Luis C. Turiansky
Ya está: el presidente Donald Trump ha firmado la orden por la que EE.UU. reconoce a Jerusalén como la capital del Estado de Israel y dispone el traslado de la embajada actualmente en Tel Aviv.
Podría preguntarse, ¿bueno, y qué? ¿No es una realidad? ¿No tiene derecho toda nación a decidir dónde quiere establecer su capital? Desde luego, y no solo los israelíes, también los palestinos. El problema surge cuando dos pueblos pretenden instalar sus autoridades en el mismo sitio. Por cierto, en condiciones ideales, nada ni nadie podría impedir que ambos gobiernos compartan una misma ciudad. Pero algo así, en la situación que perdura desde 1948, es imposible. Mientras unos sigan reivindicando el origen divino de su permanencia en el paraje y otros juren echarlos al mar a tiro limpio, lo más prudente es separarlos.
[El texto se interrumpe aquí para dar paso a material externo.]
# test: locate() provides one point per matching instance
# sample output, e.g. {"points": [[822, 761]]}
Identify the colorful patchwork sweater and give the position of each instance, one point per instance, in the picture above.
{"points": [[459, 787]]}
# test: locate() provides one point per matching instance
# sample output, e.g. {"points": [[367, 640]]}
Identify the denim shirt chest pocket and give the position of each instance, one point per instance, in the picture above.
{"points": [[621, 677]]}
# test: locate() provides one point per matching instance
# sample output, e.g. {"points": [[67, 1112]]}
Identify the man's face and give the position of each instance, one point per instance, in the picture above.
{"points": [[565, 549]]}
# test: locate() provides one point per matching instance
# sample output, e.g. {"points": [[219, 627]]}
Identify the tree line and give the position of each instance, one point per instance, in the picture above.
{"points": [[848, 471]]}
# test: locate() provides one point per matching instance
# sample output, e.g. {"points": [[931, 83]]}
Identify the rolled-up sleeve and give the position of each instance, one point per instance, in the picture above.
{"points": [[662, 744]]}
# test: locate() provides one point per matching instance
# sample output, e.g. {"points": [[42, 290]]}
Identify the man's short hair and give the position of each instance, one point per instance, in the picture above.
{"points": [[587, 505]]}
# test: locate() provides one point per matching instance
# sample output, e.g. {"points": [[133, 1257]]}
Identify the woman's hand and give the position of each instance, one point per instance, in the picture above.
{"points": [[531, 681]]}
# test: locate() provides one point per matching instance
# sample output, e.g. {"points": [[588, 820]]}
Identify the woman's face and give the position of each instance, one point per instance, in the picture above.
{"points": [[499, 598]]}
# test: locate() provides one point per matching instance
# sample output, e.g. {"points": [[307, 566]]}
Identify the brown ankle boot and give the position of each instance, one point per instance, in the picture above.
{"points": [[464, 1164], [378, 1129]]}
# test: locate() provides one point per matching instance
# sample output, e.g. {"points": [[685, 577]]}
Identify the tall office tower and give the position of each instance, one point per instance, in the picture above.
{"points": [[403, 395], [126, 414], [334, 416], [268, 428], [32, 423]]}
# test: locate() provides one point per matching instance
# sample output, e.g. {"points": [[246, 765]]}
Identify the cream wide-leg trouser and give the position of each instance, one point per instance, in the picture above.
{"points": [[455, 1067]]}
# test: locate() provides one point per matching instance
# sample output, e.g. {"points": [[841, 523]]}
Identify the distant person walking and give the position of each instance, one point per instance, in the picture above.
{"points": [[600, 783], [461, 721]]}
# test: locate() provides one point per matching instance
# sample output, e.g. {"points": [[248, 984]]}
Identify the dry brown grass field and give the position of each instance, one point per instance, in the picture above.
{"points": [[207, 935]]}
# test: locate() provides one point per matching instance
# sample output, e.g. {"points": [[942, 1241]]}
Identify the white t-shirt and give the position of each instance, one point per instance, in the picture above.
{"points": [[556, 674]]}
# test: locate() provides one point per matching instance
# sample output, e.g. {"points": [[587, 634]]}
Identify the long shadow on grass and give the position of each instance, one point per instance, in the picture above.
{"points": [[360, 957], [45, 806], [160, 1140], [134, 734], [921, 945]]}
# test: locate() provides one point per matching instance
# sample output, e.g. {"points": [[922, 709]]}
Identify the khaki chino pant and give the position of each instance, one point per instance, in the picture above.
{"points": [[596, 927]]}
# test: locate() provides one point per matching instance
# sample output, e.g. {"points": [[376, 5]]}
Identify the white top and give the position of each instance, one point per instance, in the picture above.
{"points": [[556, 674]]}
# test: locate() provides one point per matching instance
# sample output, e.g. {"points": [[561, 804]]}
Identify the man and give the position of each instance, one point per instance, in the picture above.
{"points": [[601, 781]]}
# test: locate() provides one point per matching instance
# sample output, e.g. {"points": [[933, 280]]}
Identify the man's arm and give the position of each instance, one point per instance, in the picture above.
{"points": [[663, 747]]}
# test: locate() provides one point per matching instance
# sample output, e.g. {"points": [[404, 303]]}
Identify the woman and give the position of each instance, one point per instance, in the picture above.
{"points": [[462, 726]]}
Eso fue lo que, tal vez ingenuamente, decidió la ONU en su famosa Resolución 181 (1947) sobre la partición de Palestina en dos estados, uno judío y otro árabe, con un estatuto especial, bajo garantías internacionales, para la ciudad de Jerusalén. El término «judío» tenía un claro sentido nacional, no religioso, por lo mismo que la otra parte estaba constituida por «árabes» y no «musulmanes». En todo caso, una buena parte de la población palestina es de fe cristiana.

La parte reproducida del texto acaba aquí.